Cheshire-based developer Traveller's Tales won a BAFTA last year for its wonderful Lego games, and was recently snapped up by Warner Bros, while over in Yorkshire, [Boo - me] Team 17 remains one of the country's most dependable independent games companies, producing the globally successful Worms series. Lara Croft, star of Tomb Raider and arguably the most recognisable icon of 1990s gaming, was created just outside the region by Derby's Core Design Studio. Most of the worlds largest games publishers now have a development studios in the north.

And yet despite this enormous success, drawing lucrative foreign business to our shores, the UK's videogame industry was conspicuously absent from the Government's recent paper on its vision of a digital Britain. Spotting a chance to put the boot into Gordon Brown yet again, the Conservatives set up a rival think-tank and began wooing major UK games talent. The move prompted Ian Livingstone, former head of Eidos, the publisher behind Tomb Raider, to pen an open letter to the games trade press, decrying the way in which gaming is still treated as an "unruly stepchild", with the floundering British film business continually propped up up by grants and subsidies while their peers in the games industry are left to fight through the recession alone.

That the North West's importance in the development of videogames as both industry and creative medium is something of a well kept secret is another of the issues Crookes, born and raised in Bury, hopes the exhibition will address.

"[The region] celebrates its music and television heritage - and quite rightly because both of those together with Football, of course, have given the city worldwide recognition - but Manchester and the North West have had, and still have, a significant gaming scene and yet it barely touches on peoples radars."

It seems that for all their ubiquity and commercial success, videogames still haven't convinced the world at large of their importance.

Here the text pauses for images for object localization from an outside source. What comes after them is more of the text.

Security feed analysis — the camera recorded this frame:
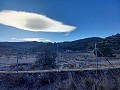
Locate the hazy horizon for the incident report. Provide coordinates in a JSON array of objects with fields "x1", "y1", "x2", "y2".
[{"x1": 0, "y1": 0, "x2": 120, "y2": 42}]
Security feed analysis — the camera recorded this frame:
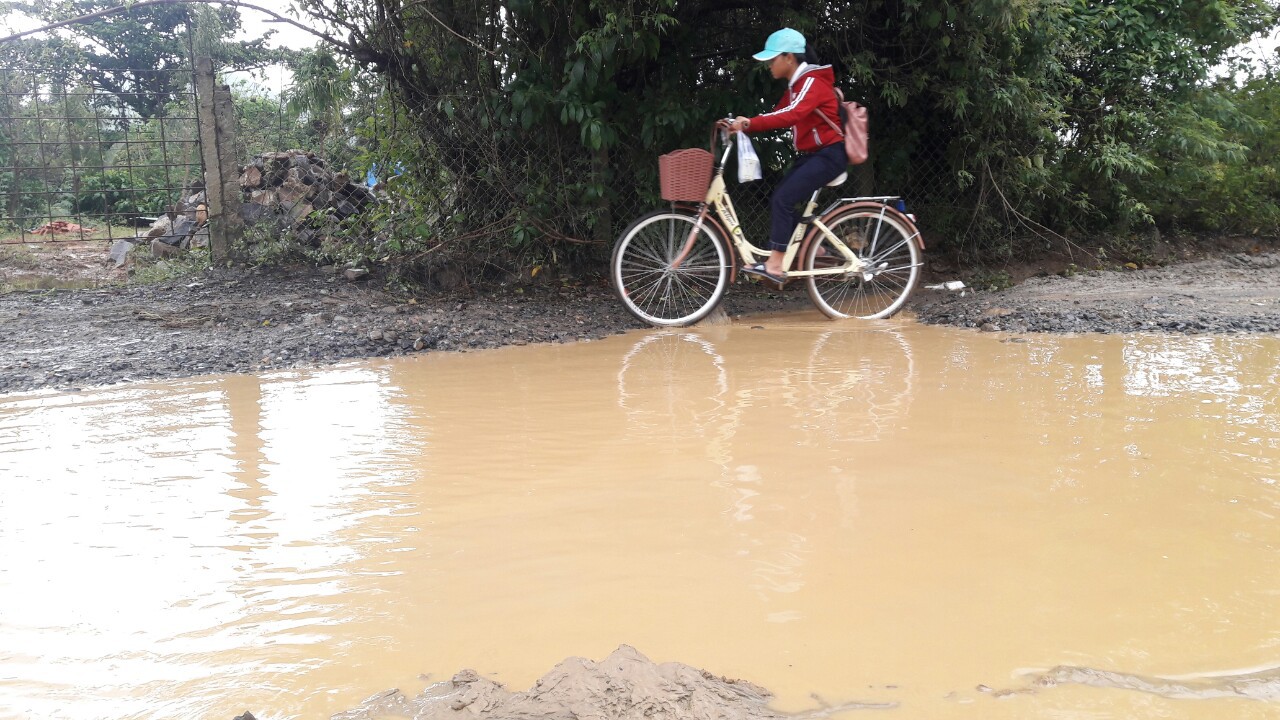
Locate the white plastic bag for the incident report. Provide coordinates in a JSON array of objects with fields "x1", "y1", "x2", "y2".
[{"x1": 737, "y1": 132, "x2": 764, "y2": 182}]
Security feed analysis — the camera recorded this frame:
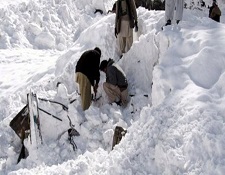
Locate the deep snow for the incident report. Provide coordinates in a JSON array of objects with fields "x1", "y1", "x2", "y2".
[{"x1": 0, "y1": 0, "x2": 225, "y2": 175}]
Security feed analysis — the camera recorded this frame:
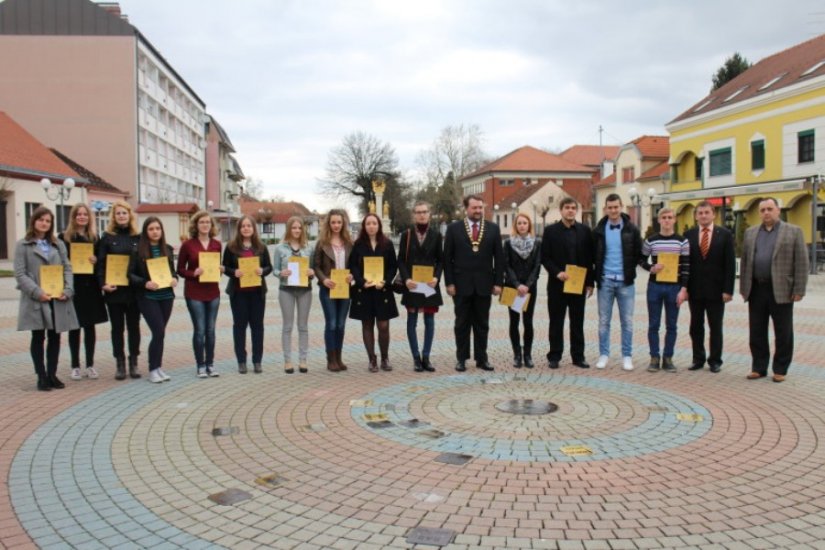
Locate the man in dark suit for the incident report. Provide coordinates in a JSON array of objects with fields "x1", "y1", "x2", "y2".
[
  {"x1": 685, "y1": 201, "x2": 736, "y2": 372},
  {"x1": 739, "y1": 197, "x2": 809, "y2": 382},
  {"x1": 444, "y1": 195, "x2": 504, "y2": 372},
  {"x1": 541, "y1": 197, "x2": 594, "y2": 369}
]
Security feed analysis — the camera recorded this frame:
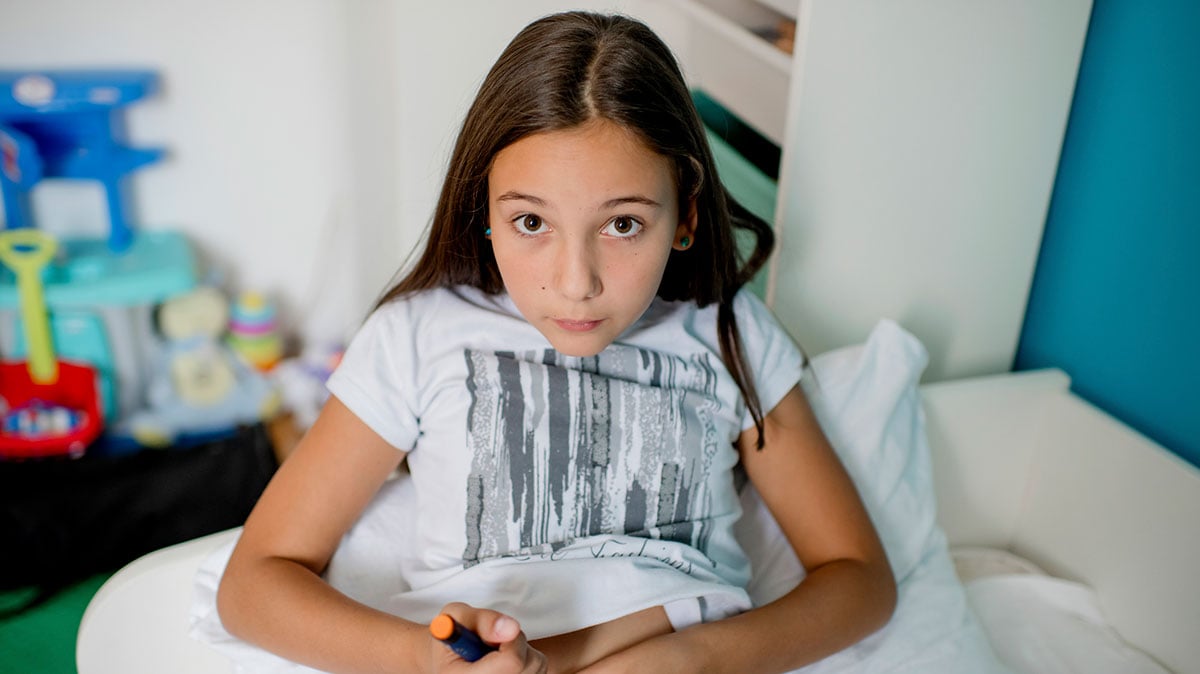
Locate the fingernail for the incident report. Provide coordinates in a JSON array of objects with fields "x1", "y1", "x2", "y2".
[{"x1": 492, "y1": 615, "x2": 521, "y2": 639}]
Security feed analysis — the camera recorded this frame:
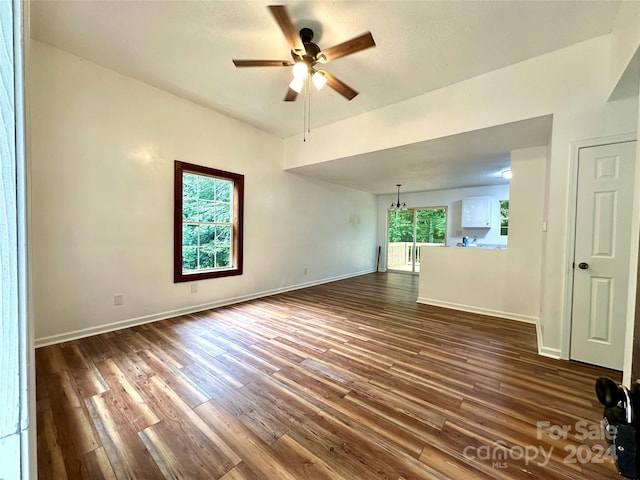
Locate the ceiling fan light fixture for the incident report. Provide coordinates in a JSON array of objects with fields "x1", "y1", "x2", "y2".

Exhibitions like Videogame Nation may help place them in a more manageable context, but it seems it will be a long time before the tabloids let go of the this useful bete noir.

"Games are still the baddies in the mainstream media a lot of the time, just like video nasties, comic books and Elvis Presley were before them," admits Gibson.

"A bigger, badder social evil may need to come along so the media has something else to blame."

Videogame Nation is at Urbis in Manchester from 14 may to 20 September. Entrance is 3 squid.

                                                                                                    

I really hope this hasn't been posted before or I'll shoot someone.
A good article but if its a bit too long to read I put in paragraphs.
Should there be any errors then don't blame me but point them out nicely. I have just got back from the Pub.


Maybe in the future I'll pay for the Big Issue.